- Source: Jonaya Kemper
Jonaya Kemper is an American game design academic and game writer/designer. Kemper's work includes LARP, tabletop role-playing games, and computer games. Kemper coined the term and developed the theory of "emancipatory bleed."
Academic work in games
Kemper developed the theory of emancipatory bleed in live-action games as a way of analyzing how players with marginalized identities can achieve political liberation through embodying imaginary characters. Emancipatory bleed includes Kemper's concept of "navigational play." Kim Eggleston for Vox Media summarized navigational play as, "using games to imagine yourself differently, in a way that might feel safer than in your real life." Kemper also developed guidelines to design games for players with intersectional identities and an auto-ethnographic process for LARP research and documentation.

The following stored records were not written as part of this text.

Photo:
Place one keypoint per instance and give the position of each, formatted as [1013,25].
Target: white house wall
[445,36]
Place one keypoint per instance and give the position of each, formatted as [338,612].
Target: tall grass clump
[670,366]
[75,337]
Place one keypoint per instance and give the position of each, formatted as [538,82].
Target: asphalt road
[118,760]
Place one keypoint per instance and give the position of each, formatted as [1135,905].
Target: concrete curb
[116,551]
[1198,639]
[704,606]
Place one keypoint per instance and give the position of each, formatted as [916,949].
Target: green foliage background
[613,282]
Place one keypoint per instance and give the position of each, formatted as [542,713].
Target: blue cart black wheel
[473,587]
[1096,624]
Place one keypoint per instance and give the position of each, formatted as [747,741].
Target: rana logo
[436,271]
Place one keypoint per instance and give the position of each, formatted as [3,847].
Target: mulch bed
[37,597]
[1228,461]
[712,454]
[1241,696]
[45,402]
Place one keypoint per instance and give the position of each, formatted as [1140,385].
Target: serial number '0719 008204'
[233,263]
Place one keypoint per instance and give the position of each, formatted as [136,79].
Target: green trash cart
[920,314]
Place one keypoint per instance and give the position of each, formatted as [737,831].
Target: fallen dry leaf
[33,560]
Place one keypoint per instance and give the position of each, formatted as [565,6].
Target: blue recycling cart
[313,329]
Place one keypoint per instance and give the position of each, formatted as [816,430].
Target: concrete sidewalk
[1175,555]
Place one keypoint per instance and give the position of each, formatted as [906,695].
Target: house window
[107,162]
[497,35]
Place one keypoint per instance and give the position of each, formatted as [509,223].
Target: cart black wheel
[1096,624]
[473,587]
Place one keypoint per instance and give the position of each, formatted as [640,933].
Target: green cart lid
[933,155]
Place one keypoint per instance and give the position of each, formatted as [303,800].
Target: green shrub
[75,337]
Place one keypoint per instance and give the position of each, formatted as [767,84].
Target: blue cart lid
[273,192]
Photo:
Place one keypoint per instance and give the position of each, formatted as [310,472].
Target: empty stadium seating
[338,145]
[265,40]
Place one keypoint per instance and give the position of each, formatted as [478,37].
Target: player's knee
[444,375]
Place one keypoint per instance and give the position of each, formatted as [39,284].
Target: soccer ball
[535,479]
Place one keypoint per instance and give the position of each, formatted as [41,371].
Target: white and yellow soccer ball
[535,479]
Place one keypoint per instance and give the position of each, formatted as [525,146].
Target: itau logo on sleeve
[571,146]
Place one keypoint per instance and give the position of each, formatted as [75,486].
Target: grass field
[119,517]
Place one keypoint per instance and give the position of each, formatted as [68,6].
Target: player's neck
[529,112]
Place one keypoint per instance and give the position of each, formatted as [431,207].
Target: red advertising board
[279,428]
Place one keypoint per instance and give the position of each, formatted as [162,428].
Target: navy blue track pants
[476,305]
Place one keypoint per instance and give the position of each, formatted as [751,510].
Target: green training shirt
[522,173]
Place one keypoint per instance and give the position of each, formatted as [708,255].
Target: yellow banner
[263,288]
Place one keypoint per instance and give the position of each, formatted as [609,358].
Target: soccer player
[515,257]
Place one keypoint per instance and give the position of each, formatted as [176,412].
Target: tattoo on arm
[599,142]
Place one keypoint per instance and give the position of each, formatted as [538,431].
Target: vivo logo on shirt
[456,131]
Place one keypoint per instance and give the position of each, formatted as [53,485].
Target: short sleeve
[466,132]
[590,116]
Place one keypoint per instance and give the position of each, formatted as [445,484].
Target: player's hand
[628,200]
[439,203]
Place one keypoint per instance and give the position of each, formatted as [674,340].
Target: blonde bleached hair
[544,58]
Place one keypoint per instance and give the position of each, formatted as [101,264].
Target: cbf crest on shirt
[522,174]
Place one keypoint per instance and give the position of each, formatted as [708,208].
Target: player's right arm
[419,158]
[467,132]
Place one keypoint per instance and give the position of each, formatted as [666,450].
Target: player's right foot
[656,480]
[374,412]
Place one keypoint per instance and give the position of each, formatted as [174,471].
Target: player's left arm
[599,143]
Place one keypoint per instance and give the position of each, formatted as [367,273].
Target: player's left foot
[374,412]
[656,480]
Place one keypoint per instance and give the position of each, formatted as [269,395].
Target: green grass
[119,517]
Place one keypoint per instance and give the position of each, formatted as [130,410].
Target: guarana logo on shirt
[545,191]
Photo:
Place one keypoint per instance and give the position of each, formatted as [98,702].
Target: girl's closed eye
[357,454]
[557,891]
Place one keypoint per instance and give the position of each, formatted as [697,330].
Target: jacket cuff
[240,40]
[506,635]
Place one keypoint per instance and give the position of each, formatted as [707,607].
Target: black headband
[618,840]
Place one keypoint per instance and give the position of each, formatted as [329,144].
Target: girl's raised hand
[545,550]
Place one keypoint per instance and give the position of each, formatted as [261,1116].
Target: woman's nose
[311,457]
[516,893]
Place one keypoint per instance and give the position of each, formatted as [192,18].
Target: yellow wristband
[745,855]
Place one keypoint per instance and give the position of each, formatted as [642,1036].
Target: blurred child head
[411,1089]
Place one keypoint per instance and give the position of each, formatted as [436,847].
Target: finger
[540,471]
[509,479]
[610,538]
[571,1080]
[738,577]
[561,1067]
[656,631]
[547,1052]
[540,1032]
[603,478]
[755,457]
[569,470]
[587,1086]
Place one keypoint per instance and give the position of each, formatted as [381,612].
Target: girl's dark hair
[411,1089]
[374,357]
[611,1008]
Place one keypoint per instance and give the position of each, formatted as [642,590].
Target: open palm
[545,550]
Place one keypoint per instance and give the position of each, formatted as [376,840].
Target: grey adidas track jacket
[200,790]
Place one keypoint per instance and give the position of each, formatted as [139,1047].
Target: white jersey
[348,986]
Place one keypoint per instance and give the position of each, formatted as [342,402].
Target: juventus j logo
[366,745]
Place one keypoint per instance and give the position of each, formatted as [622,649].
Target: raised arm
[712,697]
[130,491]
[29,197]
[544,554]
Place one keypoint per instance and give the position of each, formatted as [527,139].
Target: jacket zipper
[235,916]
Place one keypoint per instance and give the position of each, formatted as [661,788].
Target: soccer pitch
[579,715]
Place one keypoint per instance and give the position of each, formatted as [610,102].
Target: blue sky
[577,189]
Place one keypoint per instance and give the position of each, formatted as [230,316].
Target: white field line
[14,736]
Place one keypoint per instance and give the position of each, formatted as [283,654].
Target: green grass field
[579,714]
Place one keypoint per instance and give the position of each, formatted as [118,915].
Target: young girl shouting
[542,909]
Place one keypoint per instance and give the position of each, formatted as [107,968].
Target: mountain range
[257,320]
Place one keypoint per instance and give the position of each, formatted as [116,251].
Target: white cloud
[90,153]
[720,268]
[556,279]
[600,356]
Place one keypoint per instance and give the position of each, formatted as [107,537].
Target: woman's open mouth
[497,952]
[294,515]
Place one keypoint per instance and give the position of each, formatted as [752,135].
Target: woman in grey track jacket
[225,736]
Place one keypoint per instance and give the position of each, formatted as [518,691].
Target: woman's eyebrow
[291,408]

As Game Design Lead in Carnegie Mellon's computer science department's Human-Computer Interaction Institute, Kemper conducted professional research on human-robot interactions in educational games and racial and gender biases in the design of children's games.
Game writing and design
Kemper co-wrote Thirsty Sword Lesbians (Evil Hat Productions), winning a Nebula Award for Best Game Writing and ENNIE Awards for "Best Game" and "Product of the Year." Kemper wrote a game based on Bram Stoker's Dracula novel called Feeding Lucy in the LARP anthology Honey & Hot Wax (Pelgrane Press). Kemper wrote Tales from the Corner Coven, a short tabletop role-playing game about bodega cats in Brooklyn, for Simon & Schuster's The Ultimate Micro-RPG Book. Kelly Knox for Nerdist called Tales from the Corner Coven "bewitching" and said, "We want to play right meow."
Kemper also wrote the adventure "The Little Mx. Scare-All Pageant" for Visigoths vs. Mall Goths by Lucian Kahn and contributed writing to 7th Sea.